Welcome...and initial guidelines...

This blog will be used in the spring of 2008 by 80+ students at Drexel University to investigate the effects of Iraq on culture and the reverse. Our goal will be to better understand why the US is in Iraq, and to question whether literature can help us on this journey.

Weekly plans and other materials will always be posted in Vista, not this blog. So go to Bb Vista to get the discussion prompts and other instructions.

I intend this blog to manage our discussions and track our collective investigation.
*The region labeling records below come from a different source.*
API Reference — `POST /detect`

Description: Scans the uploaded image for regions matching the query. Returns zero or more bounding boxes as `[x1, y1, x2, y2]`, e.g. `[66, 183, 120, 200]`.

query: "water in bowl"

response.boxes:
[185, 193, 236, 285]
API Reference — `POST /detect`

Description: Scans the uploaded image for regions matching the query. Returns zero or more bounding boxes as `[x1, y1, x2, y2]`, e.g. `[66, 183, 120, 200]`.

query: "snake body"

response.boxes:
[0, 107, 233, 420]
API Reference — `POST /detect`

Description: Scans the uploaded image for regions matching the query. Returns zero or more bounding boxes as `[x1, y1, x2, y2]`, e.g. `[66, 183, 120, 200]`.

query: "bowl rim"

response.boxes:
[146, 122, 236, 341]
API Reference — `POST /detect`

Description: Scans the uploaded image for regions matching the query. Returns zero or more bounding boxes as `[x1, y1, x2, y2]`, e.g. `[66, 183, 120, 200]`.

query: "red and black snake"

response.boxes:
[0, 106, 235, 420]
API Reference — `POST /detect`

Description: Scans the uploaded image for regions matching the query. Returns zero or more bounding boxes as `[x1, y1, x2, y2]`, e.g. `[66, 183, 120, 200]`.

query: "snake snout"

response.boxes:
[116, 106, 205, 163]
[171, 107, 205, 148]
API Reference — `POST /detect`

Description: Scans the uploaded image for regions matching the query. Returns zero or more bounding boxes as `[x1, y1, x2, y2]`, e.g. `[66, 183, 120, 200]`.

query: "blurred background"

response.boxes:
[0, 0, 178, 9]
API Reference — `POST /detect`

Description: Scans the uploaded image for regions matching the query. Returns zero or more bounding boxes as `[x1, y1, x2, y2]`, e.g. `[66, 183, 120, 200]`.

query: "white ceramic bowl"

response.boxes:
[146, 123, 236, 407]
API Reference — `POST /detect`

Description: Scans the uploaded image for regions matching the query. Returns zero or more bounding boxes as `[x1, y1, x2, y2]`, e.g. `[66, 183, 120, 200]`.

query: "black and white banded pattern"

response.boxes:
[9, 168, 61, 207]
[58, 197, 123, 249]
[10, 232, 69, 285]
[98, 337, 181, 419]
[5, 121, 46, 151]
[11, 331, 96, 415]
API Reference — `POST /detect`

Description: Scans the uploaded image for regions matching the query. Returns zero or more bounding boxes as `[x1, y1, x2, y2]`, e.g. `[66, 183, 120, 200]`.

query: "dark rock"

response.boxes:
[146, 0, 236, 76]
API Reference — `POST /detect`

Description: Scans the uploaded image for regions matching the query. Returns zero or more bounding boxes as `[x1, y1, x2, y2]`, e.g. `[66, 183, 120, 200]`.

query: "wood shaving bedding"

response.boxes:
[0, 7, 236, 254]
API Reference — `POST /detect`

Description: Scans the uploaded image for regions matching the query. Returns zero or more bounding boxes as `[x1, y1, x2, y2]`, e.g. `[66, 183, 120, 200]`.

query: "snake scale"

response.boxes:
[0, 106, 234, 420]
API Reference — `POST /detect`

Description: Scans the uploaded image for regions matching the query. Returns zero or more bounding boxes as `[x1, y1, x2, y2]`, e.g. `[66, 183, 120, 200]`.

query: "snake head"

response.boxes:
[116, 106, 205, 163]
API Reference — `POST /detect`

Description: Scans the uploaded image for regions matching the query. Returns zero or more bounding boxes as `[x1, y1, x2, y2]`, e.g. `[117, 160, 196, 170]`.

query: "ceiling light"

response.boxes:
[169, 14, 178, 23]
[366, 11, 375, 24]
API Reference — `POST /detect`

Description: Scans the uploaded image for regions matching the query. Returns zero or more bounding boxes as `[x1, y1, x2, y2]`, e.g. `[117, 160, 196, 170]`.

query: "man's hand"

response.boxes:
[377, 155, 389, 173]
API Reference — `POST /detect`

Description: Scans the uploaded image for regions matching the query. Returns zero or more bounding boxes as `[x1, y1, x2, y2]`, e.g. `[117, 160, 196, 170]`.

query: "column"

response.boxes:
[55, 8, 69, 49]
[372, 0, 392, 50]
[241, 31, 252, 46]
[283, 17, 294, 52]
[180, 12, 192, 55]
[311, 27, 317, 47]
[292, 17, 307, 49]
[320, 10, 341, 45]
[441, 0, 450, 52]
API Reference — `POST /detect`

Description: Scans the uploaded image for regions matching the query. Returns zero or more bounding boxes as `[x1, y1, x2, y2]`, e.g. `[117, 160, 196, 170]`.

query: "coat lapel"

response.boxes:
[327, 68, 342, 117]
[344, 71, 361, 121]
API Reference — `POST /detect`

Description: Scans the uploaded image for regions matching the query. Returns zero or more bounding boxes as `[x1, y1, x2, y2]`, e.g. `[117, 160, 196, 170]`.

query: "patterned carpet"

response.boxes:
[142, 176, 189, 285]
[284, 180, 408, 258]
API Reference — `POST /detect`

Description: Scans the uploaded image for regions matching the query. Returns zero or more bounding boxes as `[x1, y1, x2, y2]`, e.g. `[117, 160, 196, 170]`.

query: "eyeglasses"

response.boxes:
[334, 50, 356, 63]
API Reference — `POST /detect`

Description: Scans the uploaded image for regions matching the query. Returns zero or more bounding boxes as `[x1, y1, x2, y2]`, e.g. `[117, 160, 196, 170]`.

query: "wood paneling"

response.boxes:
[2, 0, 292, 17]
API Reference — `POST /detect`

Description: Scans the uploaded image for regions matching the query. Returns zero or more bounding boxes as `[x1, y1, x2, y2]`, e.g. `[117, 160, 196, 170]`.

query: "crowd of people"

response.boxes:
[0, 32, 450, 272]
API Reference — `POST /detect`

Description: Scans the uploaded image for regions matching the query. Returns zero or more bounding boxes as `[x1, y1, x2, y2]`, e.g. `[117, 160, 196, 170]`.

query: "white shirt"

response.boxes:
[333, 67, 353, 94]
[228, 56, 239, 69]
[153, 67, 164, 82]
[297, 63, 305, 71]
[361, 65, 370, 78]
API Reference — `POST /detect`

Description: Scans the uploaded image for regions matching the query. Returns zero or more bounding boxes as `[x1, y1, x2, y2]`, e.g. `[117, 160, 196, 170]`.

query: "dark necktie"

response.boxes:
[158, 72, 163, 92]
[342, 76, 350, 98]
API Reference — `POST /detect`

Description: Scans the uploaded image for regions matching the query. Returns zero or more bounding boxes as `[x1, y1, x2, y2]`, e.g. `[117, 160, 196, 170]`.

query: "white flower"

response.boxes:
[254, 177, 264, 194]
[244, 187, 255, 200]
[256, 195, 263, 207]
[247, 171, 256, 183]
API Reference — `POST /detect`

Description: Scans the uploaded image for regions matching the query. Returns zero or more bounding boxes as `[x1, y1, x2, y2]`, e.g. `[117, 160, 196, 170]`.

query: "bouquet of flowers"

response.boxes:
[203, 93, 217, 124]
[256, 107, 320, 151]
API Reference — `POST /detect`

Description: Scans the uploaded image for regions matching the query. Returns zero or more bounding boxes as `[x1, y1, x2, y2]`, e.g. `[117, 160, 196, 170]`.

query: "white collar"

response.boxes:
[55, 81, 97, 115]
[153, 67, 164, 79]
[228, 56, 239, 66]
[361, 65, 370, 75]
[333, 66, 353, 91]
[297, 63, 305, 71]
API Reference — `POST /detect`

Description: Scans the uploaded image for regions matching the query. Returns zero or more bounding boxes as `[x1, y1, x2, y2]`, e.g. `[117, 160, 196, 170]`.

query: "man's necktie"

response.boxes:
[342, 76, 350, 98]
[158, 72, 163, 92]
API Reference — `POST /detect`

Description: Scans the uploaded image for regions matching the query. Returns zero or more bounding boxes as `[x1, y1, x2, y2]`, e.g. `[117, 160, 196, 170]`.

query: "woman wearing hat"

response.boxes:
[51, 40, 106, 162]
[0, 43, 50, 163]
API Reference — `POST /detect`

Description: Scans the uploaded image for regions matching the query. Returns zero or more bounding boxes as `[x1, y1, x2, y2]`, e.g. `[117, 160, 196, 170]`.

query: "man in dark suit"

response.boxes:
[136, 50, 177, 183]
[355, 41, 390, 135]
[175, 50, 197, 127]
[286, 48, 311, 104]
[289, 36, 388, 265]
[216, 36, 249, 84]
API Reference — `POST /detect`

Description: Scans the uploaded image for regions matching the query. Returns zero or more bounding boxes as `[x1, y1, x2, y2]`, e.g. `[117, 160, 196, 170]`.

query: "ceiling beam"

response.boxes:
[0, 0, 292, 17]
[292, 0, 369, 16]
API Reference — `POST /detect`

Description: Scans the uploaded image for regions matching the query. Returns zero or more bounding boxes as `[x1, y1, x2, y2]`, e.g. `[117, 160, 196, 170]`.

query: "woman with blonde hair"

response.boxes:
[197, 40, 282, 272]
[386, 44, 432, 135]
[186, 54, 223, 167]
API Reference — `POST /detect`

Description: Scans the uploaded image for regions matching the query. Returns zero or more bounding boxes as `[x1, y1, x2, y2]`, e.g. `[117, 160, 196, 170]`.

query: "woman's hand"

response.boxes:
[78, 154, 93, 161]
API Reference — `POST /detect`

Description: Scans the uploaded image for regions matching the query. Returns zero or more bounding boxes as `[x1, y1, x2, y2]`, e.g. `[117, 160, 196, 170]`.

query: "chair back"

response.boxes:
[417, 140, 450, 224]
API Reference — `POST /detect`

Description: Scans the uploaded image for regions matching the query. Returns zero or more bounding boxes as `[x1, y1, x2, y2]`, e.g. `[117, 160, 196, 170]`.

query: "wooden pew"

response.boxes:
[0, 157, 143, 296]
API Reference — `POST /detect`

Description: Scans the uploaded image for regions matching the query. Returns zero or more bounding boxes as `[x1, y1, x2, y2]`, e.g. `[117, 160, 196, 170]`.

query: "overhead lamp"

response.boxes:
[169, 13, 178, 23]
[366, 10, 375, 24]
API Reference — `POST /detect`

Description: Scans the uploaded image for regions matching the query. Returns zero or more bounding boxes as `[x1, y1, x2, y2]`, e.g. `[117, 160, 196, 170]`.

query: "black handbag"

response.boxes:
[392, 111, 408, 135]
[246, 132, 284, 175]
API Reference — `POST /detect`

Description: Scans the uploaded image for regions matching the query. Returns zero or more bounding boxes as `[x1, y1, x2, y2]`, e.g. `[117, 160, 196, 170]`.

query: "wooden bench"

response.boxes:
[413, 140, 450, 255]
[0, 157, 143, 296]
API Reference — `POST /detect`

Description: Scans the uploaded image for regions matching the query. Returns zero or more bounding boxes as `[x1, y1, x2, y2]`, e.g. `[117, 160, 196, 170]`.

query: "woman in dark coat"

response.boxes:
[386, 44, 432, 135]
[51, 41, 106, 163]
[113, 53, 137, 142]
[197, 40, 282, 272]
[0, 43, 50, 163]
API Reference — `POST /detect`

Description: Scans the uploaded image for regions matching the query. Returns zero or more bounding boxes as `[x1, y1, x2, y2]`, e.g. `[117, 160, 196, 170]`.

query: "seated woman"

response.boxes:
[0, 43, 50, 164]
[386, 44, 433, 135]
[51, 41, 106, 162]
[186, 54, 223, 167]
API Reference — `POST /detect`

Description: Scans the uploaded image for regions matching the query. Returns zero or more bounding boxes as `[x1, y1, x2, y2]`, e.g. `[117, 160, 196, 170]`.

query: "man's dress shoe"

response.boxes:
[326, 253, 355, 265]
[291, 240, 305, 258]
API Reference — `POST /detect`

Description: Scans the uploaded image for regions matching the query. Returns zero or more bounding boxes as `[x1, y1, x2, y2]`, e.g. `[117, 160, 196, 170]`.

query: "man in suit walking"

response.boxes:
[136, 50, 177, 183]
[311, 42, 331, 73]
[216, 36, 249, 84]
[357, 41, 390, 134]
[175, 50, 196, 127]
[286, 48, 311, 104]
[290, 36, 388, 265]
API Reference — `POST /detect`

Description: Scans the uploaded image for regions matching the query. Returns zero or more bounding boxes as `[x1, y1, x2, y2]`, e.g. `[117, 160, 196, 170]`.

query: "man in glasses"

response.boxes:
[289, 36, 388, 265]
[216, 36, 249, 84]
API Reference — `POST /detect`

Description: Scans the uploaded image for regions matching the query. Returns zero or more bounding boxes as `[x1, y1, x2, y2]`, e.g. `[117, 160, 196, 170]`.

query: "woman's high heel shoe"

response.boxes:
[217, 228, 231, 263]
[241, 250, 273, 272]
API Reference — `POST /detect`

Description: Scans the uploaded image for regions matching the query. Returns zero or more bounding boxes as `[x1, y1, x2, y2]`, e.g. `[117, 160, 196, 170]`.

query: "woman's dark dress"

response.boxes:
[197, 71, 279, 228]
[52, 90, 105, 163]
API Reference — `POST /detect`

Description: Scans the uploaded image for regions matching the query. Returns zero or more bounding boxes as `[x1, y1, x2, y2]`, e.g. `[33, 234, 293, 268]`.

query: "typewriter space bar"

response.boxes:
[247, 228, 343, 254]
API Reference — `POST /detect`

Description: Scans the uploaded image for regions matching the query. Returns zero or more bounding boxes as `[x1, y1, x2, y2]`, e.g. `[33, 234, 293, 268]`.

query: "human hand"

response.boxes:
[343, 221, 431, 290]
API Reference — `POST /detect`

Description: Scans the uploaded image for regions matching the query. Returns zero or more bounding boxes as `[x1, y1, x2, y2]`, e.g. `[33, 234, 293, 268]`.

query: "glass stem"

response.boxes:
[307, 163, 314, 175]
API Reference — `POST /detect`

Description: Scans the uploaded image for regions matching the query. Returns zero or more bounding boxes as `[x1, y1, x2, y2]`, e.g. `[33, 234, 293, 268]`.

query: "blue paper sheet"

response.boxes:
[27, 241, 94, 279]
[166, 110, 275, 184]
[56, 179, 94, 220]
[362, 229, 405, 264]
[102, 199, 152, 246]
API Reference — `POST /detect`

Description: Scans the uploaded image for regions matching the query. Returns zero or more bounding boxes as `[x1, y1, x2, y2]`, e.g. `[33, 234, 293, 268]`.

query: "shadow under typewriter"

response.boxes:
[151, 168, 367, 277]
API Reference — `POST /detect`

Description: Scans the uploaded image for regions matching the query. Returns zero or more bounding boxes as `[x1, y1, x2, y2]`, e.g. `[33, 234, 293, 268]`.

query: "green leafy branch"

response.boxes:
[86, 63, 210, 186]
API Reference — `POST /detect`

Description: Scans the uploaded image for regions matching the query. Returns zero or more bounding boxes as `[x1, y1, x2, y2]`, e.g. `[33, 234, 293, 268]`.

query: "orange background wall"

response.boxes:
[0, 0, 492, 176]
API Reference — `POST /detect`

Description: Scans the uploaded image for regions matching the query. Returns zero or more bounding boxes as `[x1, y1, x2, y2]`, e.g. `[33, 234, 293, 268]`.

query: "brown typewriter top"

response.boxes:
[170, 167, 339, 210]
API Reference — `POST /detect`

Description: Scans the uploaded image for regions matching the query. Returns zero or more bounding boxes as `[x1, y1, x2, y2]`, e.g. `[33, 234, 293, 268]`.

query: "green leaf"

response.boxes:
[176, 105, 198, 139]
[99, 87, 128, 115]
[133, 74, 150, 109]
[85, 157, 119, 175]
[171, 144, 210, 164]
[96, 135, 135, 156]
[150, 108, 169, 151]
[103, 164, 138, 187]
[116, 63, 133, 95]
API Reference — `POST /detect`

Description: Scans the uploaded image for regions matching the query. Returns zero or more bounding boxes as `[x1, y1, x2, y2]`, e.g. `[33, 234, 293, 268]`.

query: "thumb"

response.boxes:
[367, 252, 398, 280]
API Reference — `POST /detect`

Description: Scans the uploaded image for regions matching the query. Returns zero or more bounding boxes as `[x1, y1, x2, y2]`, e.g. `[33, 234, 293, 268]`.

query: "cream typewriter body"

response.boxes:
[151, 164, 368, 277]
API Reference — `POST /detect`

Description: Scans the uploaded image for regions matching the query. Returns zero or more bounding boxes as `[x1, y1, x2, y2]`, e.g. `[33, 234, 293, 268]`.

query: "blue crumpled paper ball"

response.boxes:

You should have received an email from me inviting you to become a contributor to this blog. The email was sent Monday afternoon to your official Drexel email address.

Tuesday, May 27, 2008

Memories

Memorial Day
My memorial day weekend in retrospect actually signified a lot. At the moment it just seemed like any old fun filled three day weekend but looking at it now I guess it meant more than that. It’s my last weekend here to hang out with friends since every weekend till summer vacation I am going to be home. So it was a weekend to celebrate friendship, to celebrate a year of being freshman, one last hoorah. It was a tribute to memories of adventurous nights out, drama we thought we would never ever get out of, classes we thought we would never pass, and friendships we were glad had lasted. This memorial day weekend was in fact a tribute to memories. We reminisced about the past and future memories to be made. My friends and I shared deep conversation till 5 a.m. in the morning. I spent Sunday and Monday at the beach and saw all the seniors on their beach weeks, and remembered my senior year which seems just like yesterday. As I sat at the beach and watched the waves come and go I thought about people in my lives that have come and go, but not only those who came and left but those who came and left a mark on my life. Past friendships, past family and past loves. I remembered my grandmother who raised 17 successful children who then bore my cousins and I and raised us to be the people we are today. I remembered my aunt who tried her best to be a good mother to her daughter who was disabled, and I remembered my best friends’s father who took his life just recently in hopes for a better future for his family. I remembered that though they were gone they did something with their life, like the soldiers in Iraq who had died to make a difference. This memorial day did not just make me think of others, but it made me think of myself. The change that has occurred in me and my life, the future decisions I will make that will cause change. This Memorial Day weekend made me realize so much about the past, present and future. I don’t know what the future holds, but all I know is that I want one memorial day to come when I will reminisce about how I made a difference.